How has your relationship with Jeremy and your family evolved during the process of writing this book?

The writing process drew the family closer together. Because anecdotes were initially written only from Jeremy’s perspective, they sometimes surprised his siblings. Memories that were critically important to Jeremy had been forgotten by his brothers and sister. Moments that he saw as painful, they saw as minor conversations.

Did you learn anything surprising while working together?

As everyone reviewed the manuscript and talked about it, all of that came out and everyone spoke openly with one another. Walls that they didn’t even know existed came down.

One of the Jewish values you have instilled in your work beginning with your first memoir is that of tikkun olam — repairing the world. What are some of the ways your memoir illustrates these values?

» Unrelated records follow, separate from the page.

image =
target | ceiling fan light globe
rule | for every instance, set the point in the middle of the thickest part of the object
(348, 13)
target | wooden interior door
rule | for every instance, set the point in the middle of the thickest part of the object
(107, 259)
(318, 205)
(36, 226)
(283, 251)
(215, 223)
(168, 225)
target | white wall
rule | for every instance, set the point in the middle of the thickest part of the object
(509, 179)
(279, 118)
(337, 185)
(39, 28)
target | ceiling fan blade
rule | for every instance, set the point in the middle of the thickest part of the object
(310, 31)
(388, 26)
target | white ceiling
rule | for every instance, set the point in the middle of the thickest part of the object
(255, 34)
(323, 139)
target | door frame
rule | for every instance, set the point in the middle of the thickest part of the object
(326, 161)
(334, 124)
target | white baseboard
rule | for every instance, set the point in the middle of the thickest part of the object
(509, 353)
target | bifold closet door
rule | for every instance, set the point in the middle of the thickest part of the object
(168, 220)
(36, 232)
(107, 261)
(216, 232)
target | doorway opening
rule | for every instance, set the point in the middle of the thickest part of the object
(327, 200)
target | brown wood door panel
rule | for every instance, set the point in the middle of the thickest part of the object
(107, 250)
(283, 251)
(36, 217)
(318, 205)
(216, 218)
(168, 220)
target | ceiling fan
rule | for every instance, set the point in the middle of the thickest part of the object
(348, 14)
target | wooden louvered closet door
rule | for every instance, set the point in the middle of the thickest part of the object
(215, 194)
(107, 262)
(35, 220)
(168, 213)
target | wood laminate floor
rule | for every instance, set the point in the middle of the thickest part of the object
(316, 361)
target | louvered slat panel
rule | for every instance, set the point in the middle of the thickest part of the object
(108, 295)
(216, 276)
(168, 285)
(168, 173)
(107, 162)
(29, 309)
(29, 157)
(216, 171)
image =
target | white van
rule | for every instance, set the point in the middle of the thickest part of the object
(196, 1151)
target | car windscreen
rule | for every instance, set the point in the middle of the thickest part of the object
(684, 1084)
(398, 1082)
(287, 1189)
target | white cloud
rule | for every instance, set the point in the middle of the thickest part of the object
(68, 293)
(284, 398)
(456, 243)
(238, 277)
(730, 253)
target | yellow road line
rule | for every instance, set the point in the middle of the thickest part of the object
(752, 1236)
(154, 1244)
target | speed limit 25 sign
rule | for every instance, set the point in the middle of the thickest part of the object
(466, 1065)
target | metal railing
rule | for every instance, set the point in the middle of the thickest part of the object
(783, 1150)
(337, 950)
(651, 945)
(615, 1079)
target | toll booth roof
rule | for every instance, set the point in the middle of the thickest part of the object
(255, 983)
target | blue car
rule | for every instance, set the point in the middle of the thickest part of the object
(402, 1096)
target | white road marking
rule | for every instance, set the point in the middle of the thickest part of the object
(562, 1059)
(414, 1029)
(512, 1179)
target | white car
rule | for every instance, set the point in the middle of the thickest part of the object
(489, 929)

The world has not yet accepted the reality that some people are transgender. Politicians make political points by passing discriminatory bills and trying to force trans individuals underground. If some politicians had their way, my son would not be allowed to work, to rent his apartment, to receive medical care, to adopt a child. The world is broken. By sharing Jeremy’s story, I hope to illustrate that this is still happening today and that we all must do our part to fix things.

How can the Jewish community do better when it comes to being inclusive and supportive of trans people?

 Many Jewish communities are already doing a wonderful job of accepting their transgender community members, of respecting differences between people, of supporting those who are marginalized. I am heartened by the support we’ve experienced from the Anti-Defamation League, from JCCs, from Keshet, from the Federations, from Jewish film festivals. But there is always more that can be done. Individuals can take a stand whenever they hear someone denigrate a trans person. We can approach our schools and politicians to put in place policies that support our transgender youth. And if our elected and appointed leaders fail to do so, we must vote them out of office and find leaders who are willing to respect everyone. We can provide financial support to organizations that fight for the rights of transgender people. We can listen to the stories of those who have been marginalized and demonstrate our respect.

What do you hope readers will take away from your book?

I hope that readers will develop a true fondness for Jeremy and his siblings, and that they will understand that Jeremy is a real person, deserving of love and dignity. That he is normal. By letting Jeremy into their lives and hearts, readers can raise their awareness of what it means to be transgender. I have to believe that with that increased awareness, we will find increased acceptance. Only then will we truly experience tikkun olam.